In the early days after discovery we'd all like to see our spouses turn on a dime and shout out, "What the hell was I doing?" But that's not something that happens in most instances. Instead we get all the lying and protecting of themselves. Until they see real, concrete consequences for their actions they will do everything possible to protect themselves.
You CAN reconcile - but only if both of you are 100% in. She is not. At least, not yet. So take the steps necessary to dissolve the marriage and, if she chooses to join you, then maybe you put the divorce on hold.
I will tell you this, however. If you DON'T take steps to protect yourself you will NEVER forgive yourself. No matter what happens in the future you will always hate yourself for not putting YOU first.
Good luck.
[This message edited by LifeisCrazy at 5:01 PM, March 20th (Monday)]
"Pain is temporary. Quitting is forever."

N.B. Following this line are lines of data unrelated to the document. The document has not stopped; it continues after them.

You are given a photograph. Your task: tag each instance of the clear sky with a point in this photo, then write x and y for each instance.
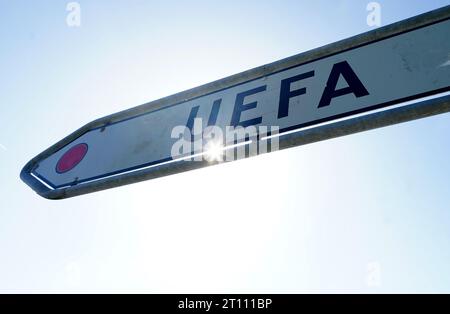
(364, 213)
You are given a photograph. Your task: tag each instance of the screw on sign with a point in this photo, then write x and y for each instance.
(313, 96)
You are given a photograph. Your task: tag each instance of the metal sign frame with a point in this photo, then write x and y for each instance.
(301, 137)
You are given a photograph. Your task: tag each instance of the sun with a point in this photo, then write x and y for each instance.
(214, 151)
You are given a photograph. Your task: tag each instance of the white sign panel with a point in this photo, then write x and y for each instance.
(375, 74)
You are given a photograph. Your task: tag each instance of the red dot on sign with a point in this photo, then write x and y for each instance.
(71, 158)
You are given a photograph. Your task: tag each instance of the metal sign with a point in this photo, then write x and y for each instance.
(404, 61)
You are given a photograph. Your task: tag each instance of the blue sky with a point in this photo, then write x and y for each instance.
(311, 218)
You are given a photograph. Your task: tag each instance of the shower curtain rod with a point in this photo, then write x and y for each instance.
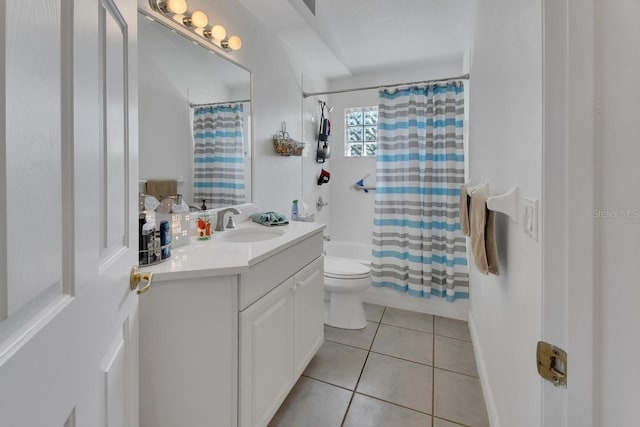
(192, 105)
(329, 92)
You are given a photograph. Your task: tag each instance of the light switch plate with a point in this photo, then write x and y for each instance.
(530, 218)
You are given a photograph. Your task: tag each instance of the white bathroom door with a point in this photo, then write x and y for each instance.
(68, 229)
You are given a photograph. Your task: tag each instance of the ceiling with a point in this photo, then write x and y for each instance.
(352, 37)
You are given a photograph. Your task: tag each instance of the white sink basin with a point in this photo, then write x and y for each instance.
(248, 235)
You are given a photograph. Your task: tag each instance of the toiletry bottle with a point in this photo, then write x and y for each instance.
(148, 243)
(165, 240)
(142, 220)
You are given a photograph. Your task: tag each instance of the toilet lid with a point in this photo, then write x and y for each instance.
(341, 268)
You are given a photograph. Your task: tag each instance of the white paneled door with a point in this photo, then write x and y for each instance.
(68, 233)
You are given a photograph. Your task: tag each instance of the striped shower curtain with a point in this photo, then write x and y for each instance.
(418, 247)
(218, 156)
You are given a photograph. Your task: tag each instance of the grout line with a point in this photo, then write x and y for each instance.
(456, 372)
(348, 345)
(344, 419)
(453, 338)
(403, 359)
(450, 421)
(409, 329)
(394, 404)
(327, 382)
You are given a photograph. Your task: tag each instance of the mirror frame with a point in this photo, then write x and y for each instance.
(146, 11)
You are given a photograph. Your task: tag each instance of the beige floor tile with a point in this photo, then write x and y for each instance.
(404, 343)
(361, 338)
(373, 312)
(452, 328)
(459, 398)
(437, 422)
(398, 381)
(368, 412)
(408, 319)
(337, 364)
(312, 403)
(454, 355)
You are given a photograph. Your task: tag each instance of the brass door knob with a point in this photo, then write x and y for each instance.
(138, 277)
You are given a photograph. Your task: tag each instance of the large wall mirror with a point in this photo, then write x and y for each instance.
(194, 118)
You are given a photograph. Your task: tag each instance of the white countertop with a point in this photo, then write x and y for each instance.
(205, 258)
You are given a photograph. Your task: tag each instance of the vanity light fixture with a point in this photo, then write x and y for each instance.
(177, 7)
(216, 32)
(233, 43)
(198, 19)
(197, 22)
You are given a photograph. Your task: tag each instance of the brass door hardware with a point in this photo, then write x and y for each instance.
(552, 364)
(137, 277)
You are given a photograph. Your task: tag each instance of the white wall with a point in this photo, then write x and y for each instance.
(619, 245)
(506, 149)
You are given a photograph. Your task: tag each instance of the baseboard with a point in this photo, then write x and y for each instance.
(492, 413)
(434, 305)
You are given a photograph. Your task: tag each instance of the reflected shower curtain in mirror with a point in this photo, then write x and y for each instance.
(218, 156)
(418, 245)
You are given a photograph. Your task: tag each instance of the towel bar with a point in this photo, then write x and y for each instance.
(482, 187)
(507, 203)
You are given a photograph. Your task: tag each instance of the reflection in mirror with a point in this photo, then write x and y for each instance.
(194, 116)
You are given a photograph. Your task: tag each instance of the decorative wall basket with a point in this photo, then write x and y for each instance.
(287, 146)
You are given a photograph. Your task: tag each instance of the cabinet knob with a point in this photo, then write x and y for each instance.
(138, 276)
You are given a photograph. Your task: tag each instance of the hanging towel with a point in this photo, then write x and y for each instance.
(483, 244)
(269, 218)
(161, 188)
(464, 210)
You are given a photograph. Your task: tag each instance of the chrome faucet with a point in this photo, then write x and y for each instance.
(220, 218)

lawman1 (original poster member #57870) posted at 9:35 PM on Monday, March 20th, 2017
I found out in late february - the day I was traveling on a business trip WITH my boss. It was all I could do those 3 days to not reach over to him and kick his ass. But, I held my own and after I arrived home I confronted my wife. So, It's been nearly 1 month since I found out. I do think she is still communicating with him, but I'm not sure. The lies are killing me though - the heart knows what it knows, and what I heard on the recorder plays over and over again in my mind and nothing she says comes even close to explaining what I heard - "fantasies" start with "will, want would..." not "Hey when we were....I loved how you..." In other words, fantasies are never discussed "past tense." She lies to me like I'm a fool - naive, and gullible. I just want the truth although I doubt I will ever get it from her. I am preparing the next steps - with a calm heart and mind. I am seeing a therapist and getting medication so I really appreciate y'all's concern about my health. It is concerning me too, and I'm struggling at work with my new boss, who is great, but I'm not 100% there. I will pull through. I will succeed. Thank you all for your support.